The first step in trying to measure the PSS for PCI 378 and 379 is to equalize the channel for PCI 380 better so as to remove its contribution in the best possible way. However, the presence of the weaker signals from PCI 378 and 379 gets in the way, specially because of the large correlation between the PSS sequences for PCI 378 and 380. We will do an iterative approach.

We start by fitting polynomials of degree 4 to the amplitude and phase of each of the PSS templates. The polynomials are shown below as a dashed line.

We use these polynomials to synthesize the contribution of the \(N_{ID}^{(2)} = 2\) PSS and subtract it from the templates. We obtain the signals shown below. It is clear that the pattern caused by \(N_{ID}^{(2)} = 0\) is much stronger in the higher subcarriers.

To take into account the effects of an amplitude versus frequency slope in the channel response for PCI 378 and PCI 379, we consider independent variables \(\delta_1\) and \(\delta_2\) that indicate these slopes. For each of the points in a grid covering the range \(|\delta_j| \leq 0.2\) 1/subcarrier, we perform a linear least squares fit to the data shown in the previous plot using the patterns for \(N_{ID}^{(2)} = 0\) and \(N_{ID}^{(2)} = 1\) with the slopes \(\delta_1\) and \(\delta_2\) applied. Then we look at the residuals of all these least squares to choose the best values for \(\delta_j\).

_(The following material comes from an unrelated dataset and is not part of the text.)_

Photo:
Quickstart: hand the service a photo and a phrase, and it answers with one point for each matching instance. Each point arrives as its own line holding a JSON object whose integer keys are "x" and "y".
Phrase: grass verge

The figure below shows the least squares residuals depending on \(\delta_1\) (vertical axis) and \(\delta_2\) (horizontal axis) for each of the five templates. We see that there is an area of \(\delta_1\) that makes the residual decrease noticeably, while the value of \(\delta_2\) does not have much impact on the residual.

For this reason, we choose as \(\delta_1\) the values where the minimum is attained (giving values between 0.022 and 0.046 in units of 1/subcarrier), and fix \(\delta_2 = 0\).

Now we perform again a linear least squares with these fixed values of \(\delta_1\) and \(\delta_2\). The residuals are shown below. We can see that the real part is not quite flat. It has some undulation. This is caused by errors in the equalization of PCI 380.

Now we improve our equalization of PCI 380. We use the least squares solutions for PCI 378 and 379 to subtract their contributions from the original PSS templates. The result is shown in the figure below. We see that the pattern for PCI 378 has almost disappeared, while there still remain some traces of a pattern that we may attribute to PCI 379.

We can now perform again the polynomial fit using this data (also with polynomials of degree 4). The plot below shows the results. The new polynomial fit is shown as a dashed line, while the previous fit is shown as a dotted line. We can see that, specially in the blue curve, the old amplitude fit had larger values (and was a worse fit) than the new fit. This is caused by the cross-correlation of the \(N_{ID}^{(2)} = 0\) and \(N_{ID}^{(2)}= 2\) PSS. If we look at the effects caused by the pattern for \(N_{ID}^{(2)} = 0\) in the amplitude in the figures above, we see that most of the subcarriers have a positive going effect, which biases the first fit.

Using this new channel response for PCI 380 and the previously obtained values of \(\delta_1\) and \(\delta_2\) for PCI 378 and 379, we perform a linear least squares fit to the data using the sequences for PCI 378, 379 and 380. As expected, the coefficients we obtain for the PCI 380 sequence are very close to one. The residuals are shown here.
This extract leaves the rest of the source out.